Conclusion: Lupus patients exhibited cortical surface area abnormalities when compared to controls and performed worse on measures of cognitive efficiency. Structural abnormalities and poor cognitive efficiency were significantly associated. Cumulative steroid dose, CRP, ESR and anti-dsDNA were found to be significant predictors of brain surface area. Our findings suggest a relationship between disease activity, cortical surface area, and cognitive efficiency in patients with cSLE. Further study is needed to characterize the underlying mechanisms of this relationship. Table 1. All variables listed under Disease Measures were used in PLS Analysis, except for the “NPSLE diagnosis” variable.

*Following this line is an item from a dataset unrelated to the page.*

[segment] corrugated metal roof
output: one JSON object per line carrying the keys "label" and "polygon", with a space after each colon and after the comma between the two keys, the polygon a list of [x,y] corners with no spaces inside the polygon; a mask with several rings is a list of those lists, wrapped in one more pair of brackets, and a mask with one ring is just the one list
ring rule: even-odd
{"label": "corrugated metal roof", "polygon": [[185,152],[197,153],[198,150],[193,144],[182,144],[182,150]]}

Figure 1. Mean scores of patients with cSLE (n=30) and healthy controls (n=18). An asterisk (*) represents statistically significant group differences for a particular measure (p < 0.05). Attention was measured by the Conners’ Continuous Performance Task III via standardized T scores (normative mean of 50, standard deviation of 10); higher scores indicate more difficulties. Measures of executive functioning and processing speed were measured by the Delis-Kaplan Executive Function System (D-KEFS, normative mean of 10, standard deviation of 3); lower scores indicate more difficulties.
Figure 2. Cortical maps representing vertex-wise differences in surface area between patients with cSLE (n=30), and age/sex-matched controls (n=18). Blue colour indicates regions with statistically significant decreases in surface area in the cSLE group when compared to controls (p < 0.05). Coloured outlines annotate brain regions according to the Destrieux atlas. The top and bottom panels represent structural results before and after correcting for multiple comparisons, respectively. Disclosures: S. Arciniegas, None; S. Mossad, None; T. El Tal, None; V. Lishak, None; S. Fevrier, None; I. Mohamed, None; J. Law, None; L. Ng, None; P. Moaf, None; H. Branson, None; A. Davis, None; L. Hiraki, None; D. Levy, None; a. Danguecan, None; G. Ibrahim, None; A. Knight, None.